Prior reading: Gradient Descent and Backpropagation
Three Ways to Look at a Model
- Loss surface: The landscape over parameter space. What the optimizer sees.
- Decision boundary: The surface in input space that separates classes. What the user sees.
- Activation space: The internal geometry of learned representations. What the model "thinks."
These are different views of the same object, but they behave differently.
Which Are Data-Dependent?
- Loss surface: Entirely data-dependent. Change the data, change the landscape.
- Decision boundary: Data-dependent through training, but fixed at inference.

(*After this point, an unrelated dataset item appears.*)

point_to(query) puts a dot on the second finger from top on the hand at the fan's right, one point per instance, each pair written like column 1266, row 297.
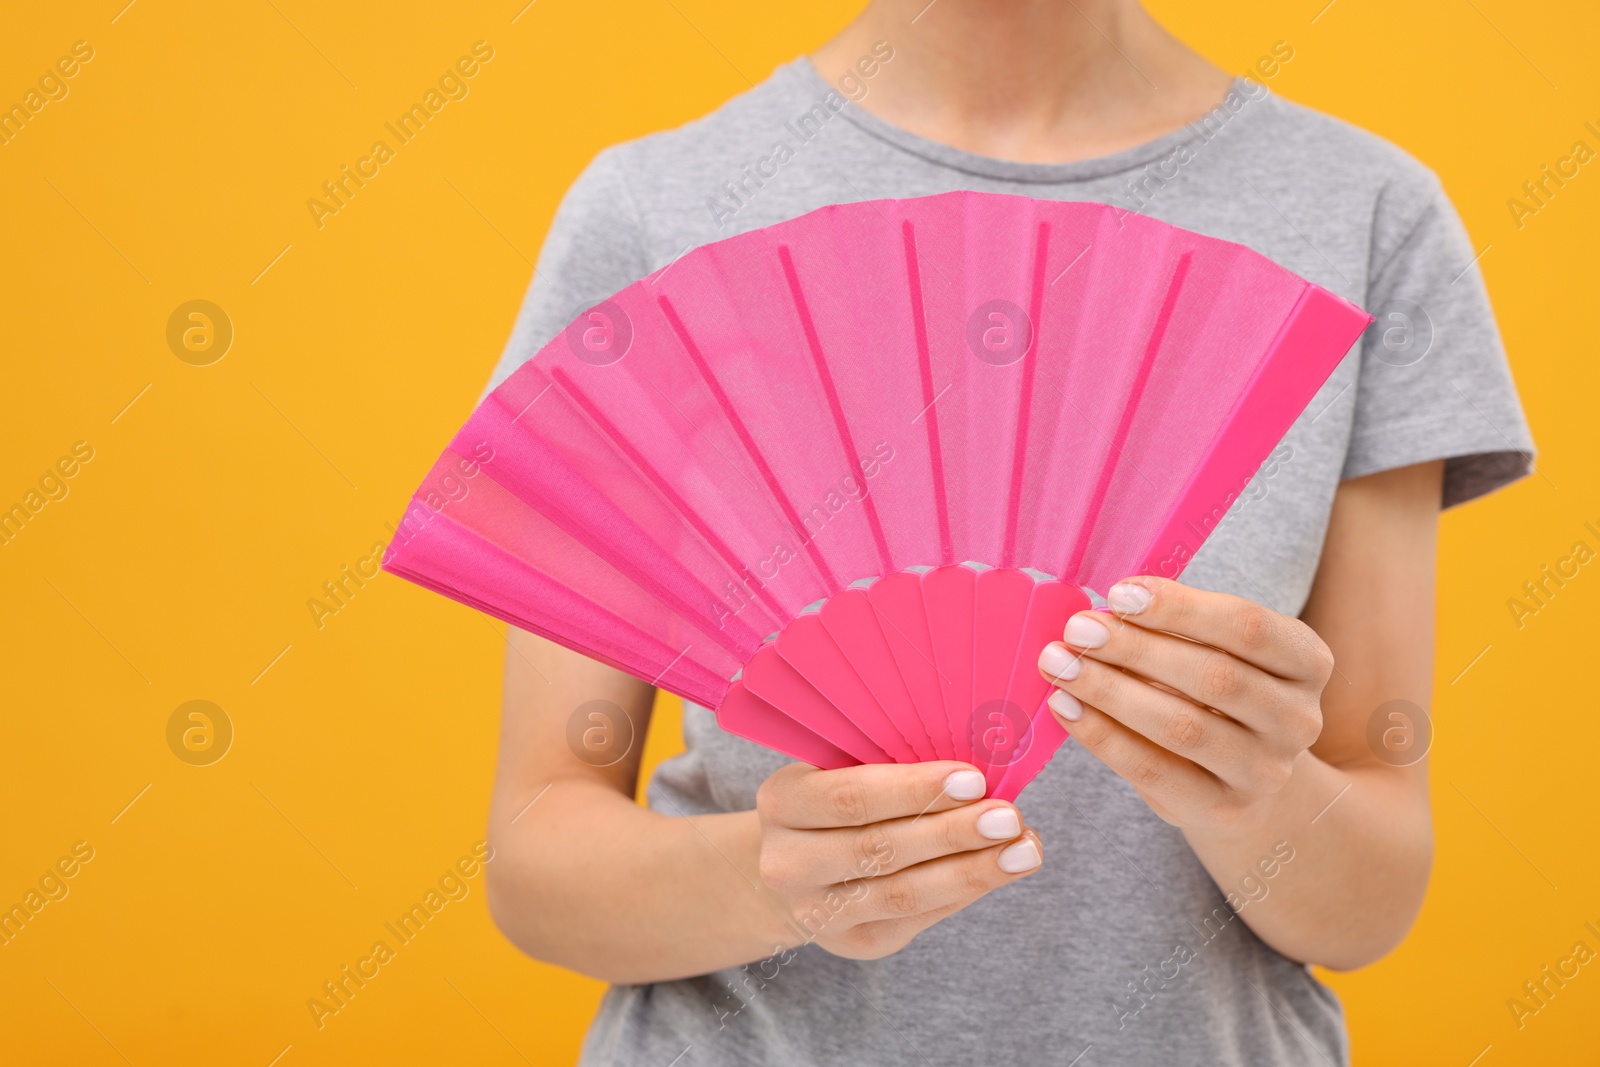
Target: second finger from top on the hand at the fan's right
column 1209, row 676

- Activation space: Shaped by data and architecture jointly. The architecture constrains which representations are possible; the data selects among them.
How They Relate
The loss function defines the objective. Gradient descent reshapes the decision boundary to minimize loss. The activation space is the intermediate computation that makes the decision boundary expressible.
Why Mini-Batch Works
Mini-batch SGD estimates the full gradient from a subset. Why is this okay?
- The expected gradient over mini-batches equals the full gradient (unbiased)
- The variance adds noise that acts as regularization
- Smaller batches = more noise = flatter minima = better generalization
- Larger batches = less noise = sharper minima = faster convergence but potentially worse generalization
The mini-batch size is a bias-variance trade-off on the gradient estimate.
Deep Dive: Why MSE Is So Good
Mean squared error: $\mathcal{L} = \frac{1}{n}\sum_i (y_i - \hat{y}_i)^2$
It's the default loss for regression. Why?
Statistical: Under Gaussian noise, MSE is the maximum likelihood estimator. If your errors are normally distributed, MSE is provably optimal.
Geometric: MSE minimizes the Euclidean distance between predictions and targets. Euclidean distance is the "natural" distance in flat space.
Optimization: MSE is smooth, differentiable everywhere, and convex in linear models. The gradient is clean: $\nabla = -2(y - \hat{y})$. No discontinuities, no plateaus.
Intuition: MSE punishes large errors quadratically. An error of 10 is 100x worse than an error of 1. This makes it aggressive about reducing big mistakes — which is usually what you want.
When MSE Isn't Good
- Outliers: That quadratic penalty means outliers dominate the loss. One bad data point can ruin the fit.
- Non-Gaussian noise: If errors are heavy-tailed, MSE overweights extreme values. Use MAE or Huber loss instead.
- Classification: MSE on class labels doesn't produce calibrated probabilities. Use cross-entropy.
- Structured outputs: When the output space has non-Euclidean geometry (rotations, distributions, sequences), Euclidean distance is wrong.
The Disconnect
You can have low loss but bad decision boundaries (overfitting). You can have clean activation spaces but brittle decision boundaries (adversarial vulnerability). These views don't always agree — and the disagreements are where safety problems hide.